Rethinking the "Show Must Go On" Mentality
Carolyn Moore, a veteran HR executive, intimately understands the flaws in standard grief policies. Earlier this year, her 31-year-old daughter, a public defender, died suddenly of a heart attack. As an HR professional conditioned to believe that "the show must go on," Moore initially tried to maintain her usual level of commitment.
“I was a ridiculous mess,” she admitted. She had to swear off new clients for six months and struggled with basic tasks like grocery shopping. Her experience fundamentally shifted her perspective. “Grief isn’t something that ends.

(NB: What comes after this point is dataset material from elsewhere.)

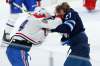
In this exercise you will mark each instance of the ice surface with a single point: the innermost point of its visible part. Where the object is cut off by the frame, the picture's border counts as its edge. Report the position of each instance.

It’s something you learn how to carry,” she said. Moore now advocates for flexibility and compassion, viewing the lack of human-centric grief policies as a massive missed opportunity for employers.
When Employers Get It Right
Conversely, Caroline Dettman experienced the profound impact of a supportive workplace. In October 2023, her healthy 17-year-old son, Owen, died in his sleep from an unexpected seizure.
While she was engulfed in unrelenting pain, her employer, an events company, urged her to take as much time as she needed. Coworkers rallied around her, delivering food and arranging flowers for his service. “There was never a discussion of, ‘we need you back in however many days,’” Dettman said.
Later, while attending a corporate training at The Second City improv club in Chicago, a simple exercise about describing a smartphone triggered a wave of grief, as her phone held all her remaining photos and videos of her son. As tears fell, a colleague simply reached over and squeezed her hand.
“That squeeze allowed me to acknowledge what I was feeling, and then I was able to center myself back in the moment,” Dettman said. Her story underscores a vital truth: grief doesn't clock out when you clock in, and a little compassion can make all the difference.